无法使用 rvest 将函数映射到已抓取的链接列表
Trouble mapping a function to a list of scraped links using rvest
我正在尝试应用一个从已抓取链接列表中提取 table 的函数。我正处于将 get_injury_data
函数应用于链接的最后阶段 - 我在成功执行此操作时遇到了问题。我收到以下错误:
Error in matrix(unlist(values), ncol = width, byrow = TRUE) :
'data' must be of a vector type, was 'NULL'
不知道有没有人能帮我找出我哪里出错了。代码如下:
library(tidyverse)
library(rvest)
# create a function to grab the team links
get_team_links <- function(url){
url %>%
read_html %>%
html_nodes('td.hauptlink a') %>%
html_attr('href') %>%
.[. != '#'] %>% # remove rows with # string
paste0('https://www.transfermarkt.com', .) %>% # pat the website link to the url strings
unique() %>% # keep only unique links
as_tibble() %>% # turn strings into a tibble datatset
rename("links" = "value") %>% # rename the value column
filter(!grepl('profil', links)) %>% # remove link of players included
filter(!grepl('spielplan', links)) %>% # remove link of additional team pages included
mutate(links = gsub("startseite", "kader", links)) # change link to go to the detailed page
}
# create a function to grab the player links
get_player_links <- function(url){
url %>%
read_html %>%
html_nodes('td.hauptlink a') %>%
html_attr('href') %>%
.[. != '#'] %>% # remove rows with # string
paste0('https://www.transfermarkt.com', .) %>% # pat the website link to the url strings
unique() %>% # keep only unique links
as_tibble() %>% # turn strings into a tibble datatset
rename("links" = "value") %>% # rename the value column
filter(grepl('profil', links)) %>% # remove link of players included
mutate(links = gsub("profil", "verletzungen", links)) # change link to go to the injury page
}
# create a function to get the injury dataset
get_injury_data <- function(url){
url %>%
read_html() %>%
html_nodes('#yw1') %>%
html_table()
}
# get team links and save it as team_links
team_links <- get_team_links('https://www.transfermarkt.com/premier-league/startseite/wettbewerb/GB1')

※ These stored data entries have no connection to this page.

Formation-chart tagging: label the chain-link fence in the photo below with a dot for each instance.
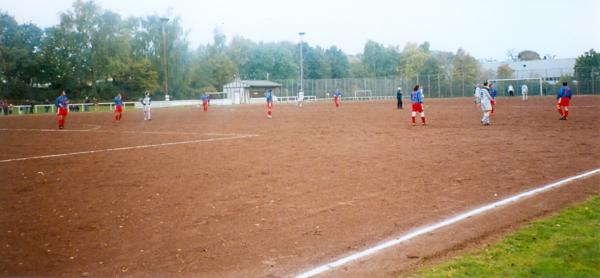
(581, 80)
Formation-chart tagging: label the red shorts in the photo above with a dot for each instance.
(418, 107)
(63, 111)
(564, 101)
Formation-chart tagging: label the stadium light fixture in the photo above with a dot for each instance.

# get player links and by mapping the function on to the player_injury_links dataset
# and then unnest the list of lists as a long list
player_injury_links <- team_links %>%
mutate(links = map(team_links$links, get_player_links)) %>%
unnest(links)
# using the player_injury_links list create a dataset by web scrapping the play injury pages
player_injury_data <- map(player_injury_links$links, get_injury_data)
解决方案
所以我遇到的问题是我抓取的一些链接没有任何数据。
为了解决这个问题,我使用了 purrr
包中的 possibly
函数。这帮助我创建了一个新的、无错误的函数。
给我带来麻烦的行代码如下:
player_injury_data <- player_injury_links %>%
purrr::map(., purrr::possibly(get_injury_data, otherwise = NULL, quiet = TRUE))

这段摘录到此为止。